Does a charter holder have information the rest of us don’t have regarding the level 2 mps? My personal opinion is nobody will ever really know the answer. If you like the website I didn’t mean to offend you, just my opinion, but you can’t tell me that after reading the guide you were surprised to find out that people who pass generally do well in ethics, equity, fra and corp fi
I agree with you. It’s simple logic-- if you do well on the large portions of the exam, you’re more likely to pass. I’ve not read the 300 hours stuff (so I’m not knocking them/I don’t intend to), but I would imagine they’re not an independent researcher when it comes to the claim that “(more) people pass when they buy our book!” For all you know, they also did a study and found that, out of the people who passed, the candidates with more categories >70% (on average) were candidates who didn’t buy the book. However, you wouldn’t find them publishing this information…always consider the other angles…
The biggest variable, IMO, is the validity of submitted results which they claim to intensely filter. However, N is “overstated” as I would think the only submissions that really matter are band 10 and passing candidates with the lowest breakdowns… All considered, I don’t think it would be hard to get within a percent or two of the exact score. The most interesting finding to me was the Level 1 results. L2 may have had a really high MPS but the pass rate was also high so it kind of makes sense. For L1, the most recent results imply the CFAI has made a decision to make passing Level 1 easier. June & December '12 and June '13 had an MPS between 62-64 and 37 and 28% pass rates, but both December 13 and June 14 have an estimated MPS of 56% and pass rates of 42 and 43%. If that’s a true MPS they just need to make the exam easier and raise the MPS… I don’t want word getting out you only need 55 to pass a 3 option multiple choice exam ha… No one will believe how “hard” that 55 actually can be…
On another note, I heard a story of one candidate who was randomly selected to give feedback about the exam.
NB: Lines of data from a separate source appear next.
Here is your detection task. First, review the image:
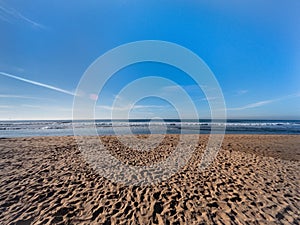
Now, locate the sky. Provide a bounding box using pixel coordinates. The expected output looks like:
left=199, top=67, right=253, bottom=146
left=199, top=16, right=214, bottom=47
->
left=0, top=0, right=300, bottom=120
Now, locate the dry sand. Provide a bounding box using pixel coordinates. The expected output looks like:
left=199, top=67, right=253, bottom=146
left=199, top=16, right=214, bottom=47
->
left=0, top=135, right=300, bottom=224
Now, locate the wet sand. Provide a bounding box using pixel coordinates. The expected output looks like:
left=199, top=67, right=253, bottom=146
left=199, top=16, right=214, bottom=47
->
left=0, top=135, right=300, bottom=224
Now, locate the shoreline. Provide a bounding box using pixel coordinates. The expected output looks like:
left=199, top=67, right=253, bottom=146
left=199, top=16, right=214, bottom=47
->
left=0, top=134, right=300, bottom=224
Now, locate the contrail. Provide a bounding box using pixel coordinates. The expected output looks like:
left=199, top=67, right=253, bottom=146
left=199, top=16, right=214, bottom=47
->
left=0, top=71, right=75, bottom=96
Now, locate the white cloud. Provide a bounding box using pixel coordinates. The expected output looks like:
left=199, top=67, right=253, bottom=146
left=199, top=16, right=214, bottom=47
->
left=236, top=90, right=249, bottom=95
left=227, top=93, right=300, bottom=110
left=0, top=94, right=49, bottom=100
left=0, top=71, right=75, bottom=96
left=0, top=2, right=46, bottom=29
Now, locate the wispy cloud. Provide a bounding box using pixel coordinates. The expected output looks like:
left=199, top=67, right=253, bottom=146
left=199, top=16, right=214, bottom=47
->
left=227, top=99, right=278, bottom=110
left=97, top=104, right=166, bottom=111
left=236, top=90, right=249, bottom=95
left=0, top=71, right=75, bottom=96
left=0, top=2, right=46, bottom=29
left=227, top=93, right=300, bottom=110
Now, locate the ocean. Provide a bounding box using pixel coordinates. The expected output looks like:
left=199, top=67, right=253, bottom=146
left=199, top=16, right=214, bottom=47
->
left=0, top=119, right=300, bottom=138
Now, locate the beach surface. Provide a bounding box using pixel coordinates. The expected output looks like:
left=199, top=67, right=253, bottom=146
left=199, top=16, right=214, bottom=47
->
left=0, top=135, right=300, bottom=224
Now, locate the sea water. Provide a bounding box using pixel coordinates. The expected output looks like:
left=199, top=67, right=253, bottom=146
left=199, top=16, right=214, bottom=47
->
left=0, top=119, right=300, bottom=138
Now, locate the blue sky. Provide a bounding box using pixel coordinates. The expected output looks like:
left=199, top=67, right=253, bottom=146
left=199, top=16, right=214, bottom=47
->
left=0, top=0, right=300, bottom=120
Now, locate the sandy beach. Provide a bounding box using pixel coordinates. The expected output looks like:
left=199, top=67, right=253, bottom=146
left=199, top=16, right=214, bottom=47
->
left=0, top=135, right=300, bottom=224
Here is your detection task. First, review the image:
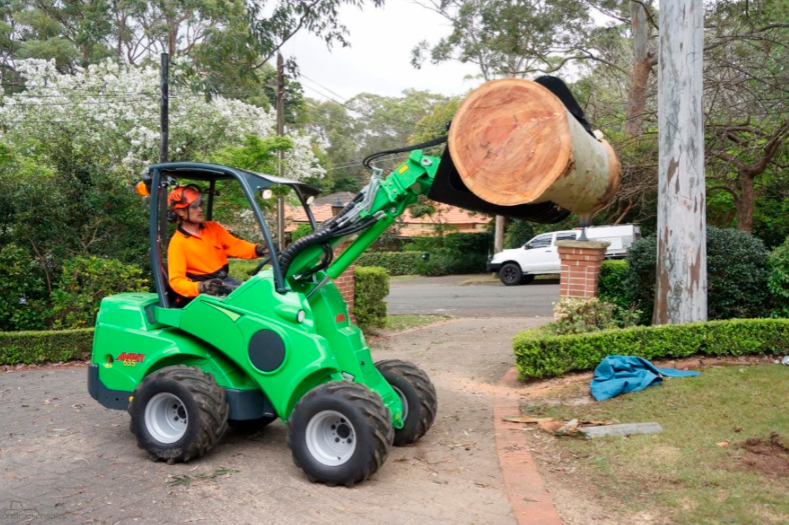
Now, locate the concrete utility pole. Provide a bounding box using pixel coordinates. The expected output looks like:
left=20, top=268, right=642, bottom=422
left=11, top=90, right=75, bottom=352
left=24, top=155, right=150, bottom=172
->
left=159, top=53, right=170, bottom=162
left=277, top=53, right=285, bottom=251
left=653, top=0, right=707, bottom=324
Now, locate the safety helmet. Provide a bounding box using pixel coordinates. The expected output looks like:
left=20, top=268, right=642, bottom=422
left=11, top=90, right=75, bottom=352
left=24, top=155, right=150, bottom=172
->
left=167, top=184, right=203, bottom=210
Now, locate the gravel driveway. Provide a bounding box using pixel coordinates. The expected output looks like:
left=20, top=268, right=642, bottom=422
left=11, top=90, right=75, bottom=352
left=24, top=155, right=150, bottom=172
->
left=0, top=318, right=545, bottom=525
left=386, top=275, right=559, bottom=318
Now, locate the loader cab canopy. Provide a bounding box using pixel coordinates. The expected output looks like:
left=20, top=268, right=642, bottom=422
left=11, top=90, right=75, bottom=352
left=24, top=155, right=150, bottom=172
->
left=144, top=162, right=320, bottom=308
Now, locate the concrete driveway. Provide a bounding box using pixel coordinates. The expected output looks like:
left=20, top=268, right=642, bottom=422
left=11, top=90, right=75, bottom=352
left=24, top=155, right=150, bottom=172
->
left=386, top=275, right=559, bottom=318
left=0, top=318, right=546, bottom=525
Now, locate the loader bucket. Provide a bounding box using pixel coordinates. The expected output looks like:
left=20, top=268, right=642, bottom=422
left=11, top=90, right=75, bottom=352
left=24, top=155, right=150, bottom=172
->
left=427, top=148, right=570, bottom=224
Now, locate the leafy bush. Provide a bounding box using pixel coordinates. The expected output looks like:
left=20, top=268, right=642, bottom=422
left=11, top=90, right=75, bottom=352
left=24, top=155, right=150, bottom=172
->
left=597, top=259, right=630, bottom=308
left=0, top=244, right=49, bottom=331
left=767, top=238, right=789, bottom=317
left=52, top=257, right=148, bottom=328
left=620, top=227, right=770, bottom=323
left=353, top=266, right=389, bottom=329
left=547, top=297, right=638, bottom=335
left=405, top=233, right=492, bottom=276
left=513, top=319, right=789, bottom=379
left=0, top=328, right=93, bottom=365
left=356, top=252, right=422, bottom=275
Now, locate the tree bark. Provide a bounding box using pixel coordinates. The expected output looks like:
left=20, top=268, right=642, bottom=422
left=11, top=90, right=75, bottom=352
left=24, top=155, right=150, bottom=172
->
left=653, top=0, right=707, bottom=324
left=736, top=173, right=755, bottom=233
left=625, top=2, right=652, bottom=137
left=493, top=215, right=504, bottom=253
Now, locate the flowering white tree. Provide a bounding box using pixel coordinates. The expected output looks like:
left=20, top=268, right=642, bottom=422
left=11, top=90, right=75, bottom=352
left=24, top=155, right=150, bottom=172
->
left=0, top=59, right=324, bottom=179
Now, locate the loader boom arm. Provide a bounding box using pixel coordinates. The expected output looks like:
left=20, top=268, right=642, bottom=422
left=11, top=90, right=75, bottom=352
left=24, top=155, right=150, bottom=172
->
left=285, top=150, right=440, bottom=279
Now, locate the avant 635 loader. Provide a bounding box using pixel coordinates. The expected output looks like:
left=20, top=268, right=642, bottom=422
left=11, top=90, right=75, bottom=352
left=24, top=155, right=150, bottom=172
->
left=88, top=78, right=618, bottom=486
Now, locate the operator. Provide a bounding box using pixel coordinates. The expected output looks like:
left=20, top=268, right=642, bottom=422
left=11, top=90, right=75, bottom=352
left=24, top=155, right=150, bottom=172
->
left=167, top=184, right=266, bottom=299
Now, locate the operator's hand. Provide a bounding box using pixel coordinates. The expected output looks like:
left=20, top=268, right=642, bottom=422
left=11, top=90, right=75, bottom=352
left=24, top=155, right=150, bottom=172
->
left=197, top=279, right=225, bottom=295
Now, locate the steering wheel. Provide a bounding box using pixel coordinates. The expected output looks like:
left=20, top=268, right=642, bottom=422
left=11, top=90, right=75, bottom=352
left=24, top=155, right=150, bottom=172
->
left=249, top=255, right=271, bottom=276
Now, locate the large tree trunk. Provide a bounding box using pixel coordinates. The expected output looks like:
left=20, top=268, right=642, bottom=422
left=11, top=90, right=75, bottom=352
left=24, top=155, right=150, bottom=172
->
left=625, top=2, right=652, bottom=137
left=653, top=0, right=707, bottom=324
left=736, top=173, right=755, bottom=233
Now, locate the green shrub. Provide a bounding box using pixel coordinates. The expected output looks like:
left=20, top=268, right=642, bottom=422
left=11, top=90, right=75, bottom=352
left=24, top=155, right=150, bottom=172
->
left=0, top=328, right=93, bottom=365
left=0, top=244, right=49, bottom=331
left=597, top=259, right=631, bottom=308
left=620, top=227, right=770, bottom=323
left=767, top=238, right=789, bottom=317
left=405, top=233, right=492, bottom=276
left=546, top=297, right=640, bottom=335
left=353, top=266, right=389, bottom=329
left=356, top=252, right=422, bottom=275
left=52, top=256, right=148, bottom=328
left=513, top=319, right=789, bottom=379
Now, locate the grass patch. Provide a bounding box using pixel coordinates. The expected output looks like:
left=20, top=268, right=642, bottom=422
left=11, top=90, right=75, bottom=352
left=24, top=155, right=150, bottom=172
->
left=525, top=365, right=789, bottom=524
left=385, top=314, right=453, bottom=332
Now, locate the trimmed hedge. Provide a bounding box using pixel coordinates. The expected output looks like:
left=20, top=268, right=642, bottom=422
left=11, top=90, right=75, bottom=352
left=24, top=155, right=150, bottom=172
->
left=0, top=328, right=93, bottom=365
left=356, top=252, right=422, bottom=275
left=513, top=319, right=789, bottom=379
left=353, top=266, right=389, bottom=329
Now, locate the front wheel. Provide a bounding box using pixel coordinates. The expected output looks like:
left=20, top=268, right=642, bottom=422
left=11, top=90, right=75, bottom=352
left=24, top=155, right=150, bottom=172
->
left=499, top=263, right=523, bottom=286
left=288, top=381, right=394, bottom=487
left=375, top=359, right=438, bottom=447
left=129, top=365, right=230, bottom=464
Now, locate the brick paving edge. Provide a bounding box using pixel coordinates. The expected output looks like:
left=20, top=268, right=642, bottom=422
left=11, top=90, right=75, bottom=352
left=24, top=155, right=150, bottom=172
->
left=493, top=367, right=562, bottom=525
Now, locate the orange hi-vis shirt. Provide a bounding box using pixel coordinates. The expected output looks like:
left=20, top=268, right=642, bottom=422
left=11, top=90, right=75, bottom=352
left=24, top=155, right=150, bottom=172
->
left=167, top=222, right=257, bottom=297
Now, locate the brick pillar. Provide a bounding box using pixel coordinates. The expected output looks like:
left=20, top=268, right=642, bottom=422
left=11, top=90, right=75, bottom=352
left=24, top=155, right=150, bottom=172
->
left=556, top=241, right=610, bottom=299
left=334, top=241, right=356, bottom=323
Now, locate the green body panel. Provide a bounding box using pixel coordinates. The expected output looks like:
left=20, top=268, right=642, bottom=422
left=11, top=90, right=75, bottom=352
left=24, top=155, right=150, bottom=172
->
left=93, top=151, right=438, bottom=428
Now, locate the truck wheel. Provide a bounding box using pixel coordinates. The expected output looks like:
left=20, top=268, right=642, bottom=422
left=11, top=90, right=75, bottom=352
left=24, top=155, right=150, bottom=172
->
left=499, top=263, right=523, bottom=286
left=375, top=359, right=438, bottom=447
left=129, top=365, right=230, bottom=464
left=288, top=381, right=394, bottom=487
left=521, top=273, right=534, bottom=284
left=227, top=416, right=277, bottom=434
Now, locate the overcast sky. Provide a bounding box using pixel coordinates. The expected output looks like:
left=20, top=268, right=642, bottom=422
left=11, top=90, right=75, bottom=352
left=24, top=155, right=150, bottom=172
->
left=282, top=0, right=481, bottom=102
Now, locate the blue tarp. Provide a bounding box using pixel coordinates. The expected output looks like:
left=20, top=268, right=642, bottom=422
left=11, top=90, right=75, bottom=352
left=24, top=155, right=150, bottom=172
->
left=590, top=355, right=700, bottom=401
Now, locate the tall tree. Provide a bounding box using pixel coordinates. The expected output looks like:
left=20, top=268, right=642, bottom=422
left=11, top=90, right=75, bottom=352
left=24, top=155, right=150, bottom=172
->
left=653, top=0, right=707, bottom=324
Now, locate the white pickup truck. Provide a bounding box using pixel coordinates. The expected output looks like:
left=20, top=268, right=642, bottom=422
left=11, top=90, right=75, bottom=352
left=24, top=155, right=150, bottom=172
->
left=488, top=224, right=641, bottom=286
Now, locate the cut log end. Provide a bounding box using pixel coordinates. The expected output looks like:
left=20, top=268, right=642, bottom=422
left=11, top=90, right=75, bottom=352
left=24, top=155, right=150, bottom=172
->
left=449, top=78, right=571, bottom=206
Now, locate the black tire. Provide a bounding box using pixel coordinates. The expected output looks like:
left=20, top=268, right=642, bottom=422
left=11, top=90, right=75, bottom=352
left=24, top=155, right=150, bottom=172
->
left=499, top=263, right=523, bottom=286
left=288, top=381, right=394, bottom=487
left=129, top=365, right=230, bottom=464
left=227, top=416, right=277, bottom=434
left=375, top=359, right=438, bottom=447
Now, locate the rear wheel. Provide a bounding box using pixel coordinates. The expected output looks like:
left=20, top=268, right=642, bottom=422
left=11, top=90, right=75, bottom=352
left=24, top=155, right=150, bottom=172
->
left=499, top=263, right=523, bottom=286
left=521, top=273, right=534, bottom=284
left=129, top=365, right=229, bottom=463
left=288, top=381, right=394, bottom=487
left=375, top=359, right=438, bottom=447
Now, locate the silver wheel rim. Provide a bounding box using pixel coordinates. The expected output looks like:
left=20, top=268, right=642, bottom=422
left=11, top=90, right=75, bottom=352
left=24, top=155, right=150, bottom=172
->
left=306, top=410, right=356, bottom=467
left=145, top=392, right=189, bottom=444
left=390, top=385, right=408, bottom=421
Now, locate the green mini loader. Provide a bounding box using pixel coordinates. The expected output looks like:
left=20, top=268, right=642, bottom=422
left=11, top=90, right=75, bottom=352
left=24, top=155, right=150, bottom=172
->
left=88, top=75, right=604, bottom=486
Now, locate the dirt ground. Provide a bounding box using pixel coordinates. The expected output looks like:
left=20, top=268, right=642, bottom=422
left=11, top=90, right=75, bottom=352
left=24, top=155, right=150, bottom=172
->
left=0, top=318, right=545, bottom=525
She purposely stretched the truth about everything, claiming she studied over 500 hours but found the CFAI material didn’t adequately cover the tested topics and made a bunch of other particular claims. She was careful to make sure her innacurate feedback wasn’t to the point of being unbelievable… If people were to collude and do the same this probably could have a significant affect on the MPS, although I personally wouldn’t want the value of the exam to be degraded in such a way, I wonder if others who were asked thought and acted in this manner…
I’m pretty sure the MPS is not 55% or even close that. If you understand the curriculum and are well prepared, you can score 70% or above on a mock exam. The real exam is not systematically harder than the CFAI mock exams. Therefore, without analyzing any result sheets (which does not seem to be possible with any great degree of precision anyway) I’m quite sure that the MPS is between 65% and 70% in most years.
I don’t want to shatter any hopes here, but if the MPS were in the low Sixties or even below that, we wouldn’t have a pass rate of just 40-50% on L2.
if you look at people that fail “55%”, my guess is that more than half of those did not adequately prepare (zero mocks or practice exams/ did not cover full curriculum/ did not do enough practice problems or BB). That covers 25% total candidates… My guess is that 30% of people that fail by definition “Band 7-10” are close and failing may be based on final week preparation… Band 10 is certainly unlucky and within 1-3 question of MPS
In fact you must score good in all topics in order to secure a pass. What I found in that book is that many people did bad on quantitative and economics which are around 20% of the exam both (for Level 1 in that time), you don’t talk about those. Many people take care about the “important” topics and still fail.
I would say it’s a bit of a stretch to say you need “good” performance at a minimum (especially if you can pass with <70% overall). I would say “good” performance would land you an 80% on the entire exam, at least (assuming we could know the score).